In acute triangle $ ABC$, show that: $ \sin^3{A}\cos^2{(B - C)} + \sin^3{B}\cos^2{(C - A)} + \sin^3{C}\cos^2{(A - B)} \leq 3\sin{A} \sin{B} \sin{C}$ and find out when the equality holds.
Problem
Source: China TST 2002 Quiz
Tags: inequalities, trigonometry, geometry unsolved, geometry
31.03.2009 15:20
shobber wrote: In acute triangle $ ABC$, show that: $ \sin^3{A}\cos^2{(B - C)} + \sin^3{B}\cos^2{(C - A)} + \sin^3{C}\cos^2{(A - B)} \leq 3\sin{A} \sin{B} \sin{C}$ and find out when the equality holds. We only need to prove the equality: $ \sum_{cyc}sin^3Acos(B - C) = 3sinAsinBsinC$ $ 4sin^3Acos(B - C) = 4sin^2(B + C)sin(B - C) = 2sin^2A(sin2B + sin2C) = (1 - cosA)(sin2B + sin2C) = sin2B + sin2C - sin2Bcos2A - sin2Ccos2A$ It follows that: $ \sum_{cyc}4sin^3Acos(B - C) = \sum_{cyc}(sin2B + sin2C) - \sum_{cyc}sin2Bcos2A - \sum_{cyc}sin2Ccos2A$ $ = 2\sum_{cyc}sin2A - \sum_{cyc}(sin2Acos2B + cos2Asin2B)$ $ = 2\sum_{cyc}sin2A + \sum_{cyc}sin2C$ $ = 3(sin2A + sin2B + sin2C)$ $ = 12sinAsinBsinC$ The equality occurs iff $ cos(A - B) = cos(B - C) = cos(C - A) = 1$<=>ABC is an equilateral triangle
01.04.2009 22:21
Thank you very much. Nice solution
28.08.2019 06:14
We will prove the miraculous identity $$\sum_{cyc} \sin^3 A \cos (B-C) = 3 \sin A \sin B \sin C.\qquad (1)$$This would clearly imply the desired inequality.
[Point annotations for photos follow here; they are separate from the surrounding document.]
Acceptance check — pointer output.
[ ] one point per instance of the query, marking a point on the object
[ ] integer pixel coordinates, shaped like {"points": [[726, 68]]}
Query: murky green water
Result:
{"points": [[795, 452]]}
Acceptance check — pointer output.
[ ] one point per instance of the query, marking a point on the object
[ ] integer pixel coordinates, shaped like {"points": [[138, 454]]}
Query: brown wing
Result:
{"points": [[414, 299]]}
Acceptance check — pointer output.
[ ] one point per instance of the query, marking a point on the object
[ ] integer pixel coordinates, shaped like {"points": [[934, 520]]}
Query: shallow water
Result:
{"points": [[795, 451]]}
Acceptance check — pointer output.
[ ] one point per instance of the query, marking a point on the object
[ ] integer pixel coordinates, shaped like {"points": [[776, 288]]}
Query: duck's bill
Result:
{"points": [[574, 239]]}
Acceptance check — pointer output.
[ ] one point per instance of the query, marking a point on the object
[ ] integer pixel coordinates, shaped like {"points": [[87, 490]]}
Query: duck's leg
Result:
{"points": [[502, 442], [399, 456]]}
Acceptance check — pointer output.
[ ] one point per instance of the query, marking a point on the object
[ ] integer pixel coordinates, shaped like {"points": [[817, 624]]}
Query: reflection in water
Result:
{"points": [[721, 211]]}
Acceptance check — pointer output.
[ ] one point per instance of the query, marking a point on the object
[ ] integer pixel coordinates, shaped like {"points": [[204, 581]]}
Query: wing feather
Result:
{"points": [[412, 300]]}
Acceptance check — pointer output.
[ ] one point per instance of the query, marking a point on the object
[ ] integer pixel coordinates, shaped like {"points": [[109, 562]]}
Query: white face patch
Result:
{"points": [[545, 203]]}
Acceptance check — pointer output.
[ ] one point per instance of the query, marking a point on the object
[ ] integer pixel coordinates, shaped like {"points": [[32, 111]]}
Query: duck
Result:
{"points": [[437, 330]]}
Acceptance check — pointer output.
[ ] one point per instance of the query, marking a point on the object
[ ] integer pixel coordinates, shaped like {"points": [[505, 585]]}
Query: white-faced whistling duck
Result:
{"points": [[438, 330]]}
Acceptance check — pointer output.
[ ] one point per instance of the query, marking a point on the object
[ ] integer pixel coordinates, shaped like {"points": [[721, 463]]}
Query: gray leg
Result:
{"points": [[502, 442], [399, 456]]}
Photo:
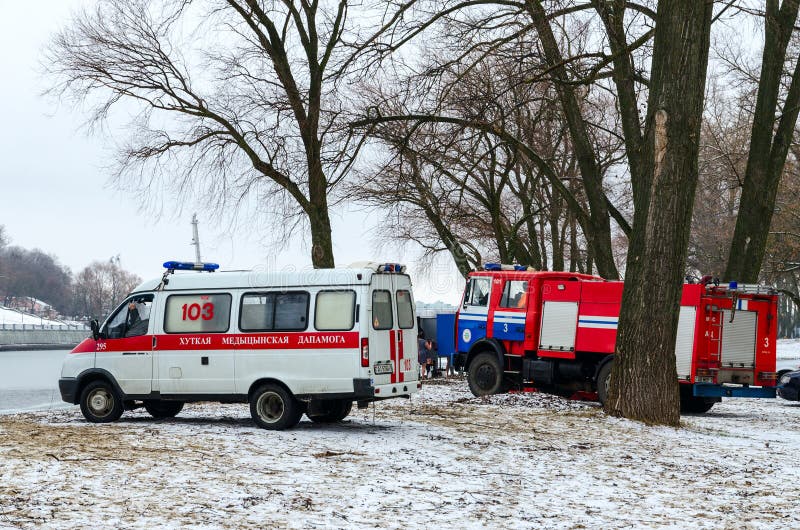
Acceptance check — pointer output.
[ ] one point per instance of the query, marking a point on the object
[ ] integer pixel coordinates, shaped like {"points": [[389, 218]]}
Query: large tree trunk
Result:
{"points": [[767, 155], [319, 218], [598, 229], [644, 383]]}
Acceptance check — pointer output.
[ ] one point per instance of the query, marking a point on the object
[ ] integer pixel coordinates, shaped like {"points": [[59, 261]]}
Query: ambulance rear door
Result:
{"points": [[392, 329], [381, 313]]}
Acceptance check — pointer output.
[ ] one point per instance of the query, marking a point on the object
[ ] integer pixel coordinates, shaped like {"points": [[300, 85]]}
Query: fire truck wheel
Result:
{"points": [[334, 410], [163, 409], [100, 403], [273, 408], [602, 382], [485, 375]]}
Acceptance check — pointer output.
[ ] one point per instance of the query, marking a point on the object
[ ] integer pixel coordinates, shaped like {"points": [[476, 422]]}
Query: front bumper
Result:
{"points": [[396, 389], [789, 393], [68, 387]]}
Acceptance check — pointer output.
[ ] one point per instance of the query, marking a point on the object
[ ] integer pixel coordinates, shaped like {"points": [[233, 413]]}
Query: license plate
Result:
{"points": [[383, 368]]}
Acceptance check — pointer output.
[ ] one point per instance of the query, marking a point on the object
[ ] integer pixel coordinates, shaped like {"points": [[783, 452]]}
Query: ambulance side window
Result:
{"points": [[335, 310], [274, 311], [477, 293], [515, 295], [131, 319]]}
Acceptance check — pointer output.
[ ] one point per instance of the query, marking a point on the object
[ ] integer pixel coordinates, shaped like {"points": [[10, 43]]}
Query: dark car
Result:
{"points": [[789, 386]]}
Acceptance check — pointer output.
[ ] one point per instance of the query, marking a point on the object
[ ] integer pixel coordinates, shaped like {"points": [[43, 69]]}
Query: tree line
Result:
{"points": [[91, 293], [642, 140]]}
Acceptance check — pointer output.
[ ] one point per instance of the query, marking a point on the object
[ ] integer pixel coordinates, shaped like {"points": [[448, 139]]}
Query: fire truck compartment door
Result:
{"points": [[739, 339], [559, 321], [684, 344]]}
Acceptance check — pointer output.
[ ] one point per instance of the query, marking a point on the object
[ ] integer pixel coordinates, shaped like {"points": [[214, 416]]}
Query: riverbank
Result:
{"points": [[41, 339]]}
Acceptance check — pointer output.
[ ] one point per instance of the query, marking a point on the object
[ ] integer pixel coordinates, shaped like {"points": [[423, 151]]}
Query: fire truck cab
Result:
{"points": [[287, 343], [556, 331]]}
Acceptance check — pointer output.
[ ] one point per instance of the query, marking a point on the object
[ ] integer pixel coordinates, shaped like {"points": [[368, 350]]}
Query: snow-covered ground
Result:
{"points": [[442, 460]]}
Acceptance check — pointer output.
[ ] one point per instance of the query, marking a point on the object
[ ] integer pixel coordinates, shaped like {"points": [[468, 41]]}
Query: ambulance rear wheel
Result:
{"points": [[100, 403], [333, 411], [163, 409], [273, 407], [485, 376]]}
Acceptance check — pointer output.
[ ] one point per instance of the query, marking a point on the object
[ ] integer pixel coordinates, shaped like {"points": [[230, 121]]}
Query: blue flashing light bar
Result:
{"points": [[502, 267], [190, 266], [391, 267]]}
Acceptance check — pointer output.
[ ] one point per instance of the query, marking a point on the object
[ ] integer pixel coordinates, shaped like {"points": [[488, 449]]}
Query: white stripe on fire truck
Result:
{"points": [[591, 321], [506, 320], [482, 318], [510, 314]]}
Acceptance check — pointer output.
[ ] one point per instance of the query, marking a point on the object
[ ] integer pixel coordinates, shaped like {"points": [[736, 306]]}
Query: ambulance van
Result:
{"points": [[288, 344]]}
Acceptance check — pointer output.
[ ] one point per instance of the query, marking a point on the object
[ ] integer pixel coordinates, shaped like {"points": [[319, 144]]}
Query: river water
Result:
{"points": [[29, 380]]}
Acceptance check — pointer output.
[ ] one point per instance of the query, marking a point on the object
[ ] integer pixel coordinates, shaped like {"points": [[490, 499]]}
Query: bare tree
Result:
{"points": [[233, 100], [100, 287], [770, 139]]}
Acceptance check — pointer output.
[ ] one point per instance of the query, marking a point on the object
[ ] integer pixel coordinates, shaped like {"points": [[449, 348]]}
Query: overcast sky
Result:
{"points": [[56, 195]]}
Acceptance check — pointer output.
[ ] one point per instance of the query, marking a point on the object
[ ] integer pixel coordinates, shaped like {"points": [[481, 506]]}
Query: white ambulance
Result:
{"points": [[286, 343]]}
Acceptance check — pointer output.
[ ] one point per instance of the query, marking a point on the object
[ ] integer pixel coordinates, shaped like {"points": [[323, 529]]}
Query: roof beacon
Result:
{"points": [[190, 266], [505, 267], [392, 267]]}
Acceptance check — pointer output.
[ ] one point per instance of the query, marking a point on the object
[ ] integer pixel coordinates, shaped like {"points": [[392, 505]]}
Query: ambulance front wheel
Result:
{"points": [[100, 403], [273, 407], [485, 376]]}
First of all, applying the Cosine Subtraction Identity and dividing both sides by $\sin A \sin B \sin C$, we see that $(1)$ is equivalent to: $$\sum_{cyc} \sin^2 A (\cot B \cot C + 1) = 3,$$which in turn is equivalent to $$\sum_{cyc} \sin^2 A \cot B \cot C = \sum_{cyc} \cos^2 A$$after a subtraction. After multiplying by $\tan A \tan B \tan C$, we need only to show that: $$\tan A \tan B \tan C \sum_{cyc} \cos^2 A = \sum_{cyc} \tan^3 A \cos^2 A. \qquad (2)$$Now, set $x, y, z$ to be $\tan A, \tan B, \tan C$ respectively. Using the identity $\cos^2 \theta = \frac{1}{1+ \tan^2 \theta}$ for all angles $\theta$, we can rewrite $(2)$ as: $$xyz \sum_{cyc} \frac{1}{1+x^2} = \sum_{cyc} \frac{x^3}{1+x^2}. \qquad(3)$$Now, we cite the well-known identity that $x+y+z = xyz$. With this in mind, we know that: $$\frac{1}{1+x^2} = \frac{x+y+z}{xyz + x^2(x+y+z)} = \frac{x+y+z}{x(x+y)(x+z)},$$with similar relations for $y, z.$ Plugging this relations into $(3)$, we now want: $$xyz \sum_{cyc} \frac{x+y+z}{x(x+y)(x+z)} = \sum_{cyc} \frac{x^3(x+y+z)}{x(x+y)(x+z)}. \qquad(4).$$After multiplying through by $(x+y)(y+z)(z+x),$ it's easy to find that $(4)$ is simply equivalent to: $$\sum_{cyc} (x+y+z)yz(y+z) = \sum_{cyc} (x+y+z) x^2(y+z),$$which is easily verified to be true. We are now done. $\square$